The role of mitochondria and their genome in plasticity and adaptation
The importance of mitochondria in promoting adaptation to both short- and long-term environmental changes is still largely unexplored. Our research group aims at better understand how organisms exploit mitochondrial epigenetics and genetics to fuel phenotypic variation and evolutionary innovation. By unravelling the links between environment and mt(epi)genotype-phenotype, our research shed new light on our understanding of the living world.
The mitochondrial alternative proteome
Mitochondria possess a genome (mitochondrial DNA or mtDNA), a vestige of their bacterial ancestor. Over the course of evolution, most of the genes of the ancestor have been lost or transferred to the nucleus. In humans, the mtDNA is limited to 37 genes, with little room for evolutionary novelties. This is radically different from bacterial genomes, which are much larger, and in which we can find genes inside other genes. These sequences are called alternatives open reading frames or altORFs, and they have key functions. By ignoring altORFs, we clearly have underestimated the coding potential of the mtDNA. One interest of our lab is the functional study of the mitochondrial alternative proteome, i.e. characterize the functions of these alternative proteins at the cellular and organism levels.
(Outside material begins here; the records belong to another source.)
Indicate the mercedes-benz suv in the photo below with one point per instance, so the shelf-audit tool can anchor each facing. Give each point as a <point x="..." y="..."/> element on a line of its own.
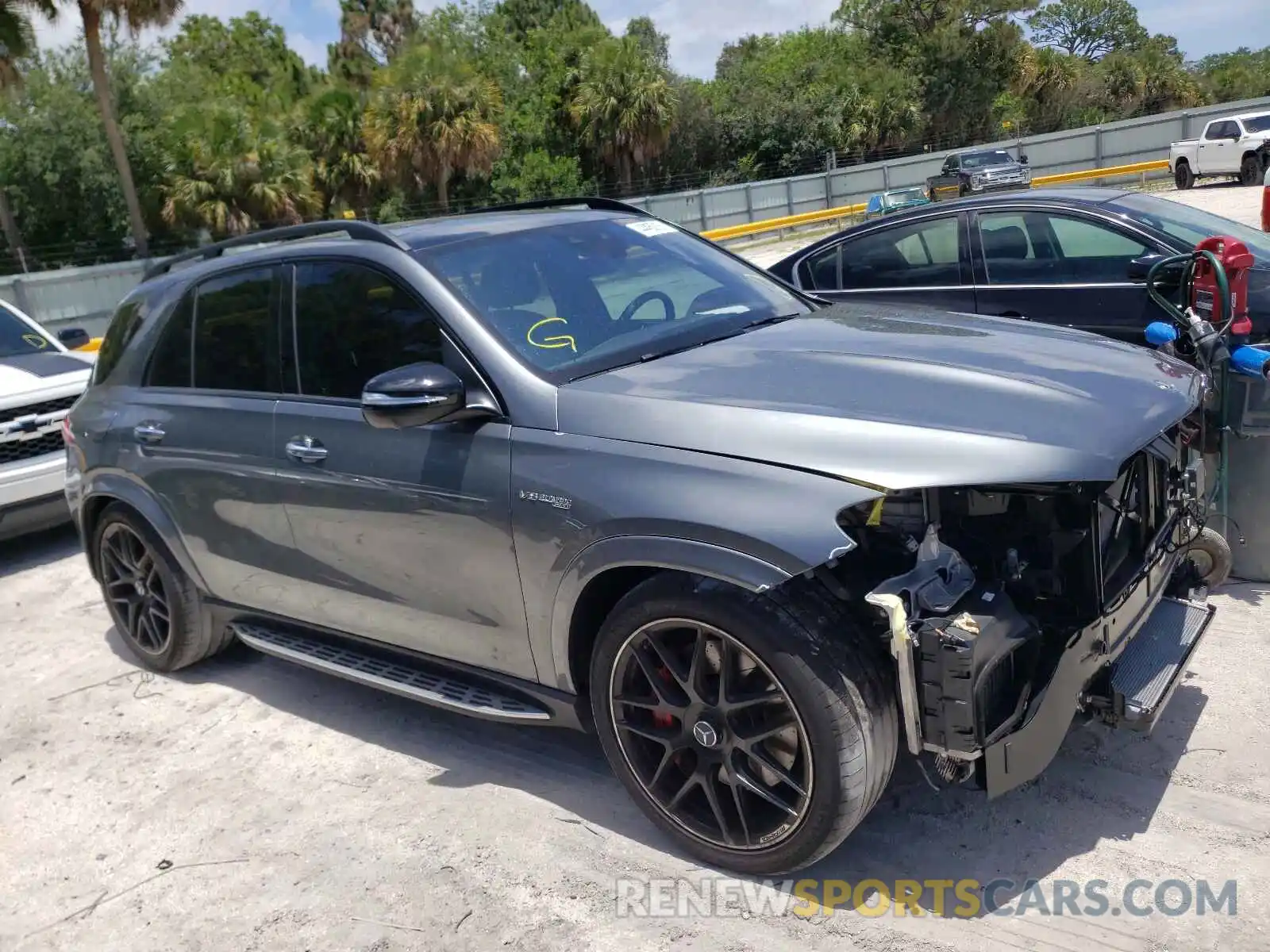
<point x="568" y="463"/>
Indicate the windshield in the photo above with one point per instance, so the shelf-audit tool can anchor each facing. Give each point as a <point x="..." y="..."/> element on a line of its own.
<point x="1189" y="225"/>
<point x="17" y="336"/>
<point x="1257" y="124"/>
<point x="978" y="160"/>
<point x="588" y="296"/>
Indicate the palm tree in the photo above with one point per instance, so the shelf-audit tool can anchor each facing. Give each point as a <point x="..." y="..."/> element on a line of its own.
<point x="17" y="41"/>
<point x="330" y="125"/>
<point x="137" y="14"/>
<point x="432" y="116"/>
<point x="232" y="175"/>
<point x="625" y="103"/>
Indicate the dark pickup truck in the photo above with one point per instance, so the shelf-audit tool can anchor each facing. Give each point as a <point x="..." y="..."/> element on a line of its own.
<point x="976" y="173"/>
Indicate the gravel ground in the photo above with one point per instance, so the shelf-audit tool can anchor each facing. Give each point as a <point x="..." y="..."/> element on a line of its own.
<point x="252" y="805"/>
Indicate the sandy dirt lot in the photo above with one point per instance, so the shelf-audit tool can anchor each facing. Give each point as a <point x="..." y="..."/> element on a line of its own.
<point x="251" y="805"/>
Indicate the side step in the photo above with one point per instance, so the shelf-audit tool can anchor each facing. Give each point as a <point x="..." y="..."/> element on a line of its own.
<point x="404" y="676"/>
<point x="1153" y="666"/>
Mitogenomics, mitochondrial inheritance
and the DUI system
The mtDNA is described, in the majority of animal species, as coding for 13 proteins involved in energy production. However, we discovered additional protein-coding genes in bivalves (mtORFans with unknown ontology) involved in function other than ATP production (possibly sex determination or sex differentiation), challenging textbooks and indicating that animal mtDNAs have a larger functional repertoire than previously believed. Another interest of our lab is to better understand the function(s) of these mitochondrial ORFan genes.
The mtDNA in animals is strictly maternally inherited (SMI). SMI has apparently evolved to maintain optimal mitonuclear interactions. However, its underlying mechanisms remain largely unknown. To investigate the potential causes of the near-universal stability of SMI, our research aims to unravel the mechanisms underlying the only exception to SMI in animals: the “Doubly Uniparental Inheritance of mtDNA” or DUI in bivalves.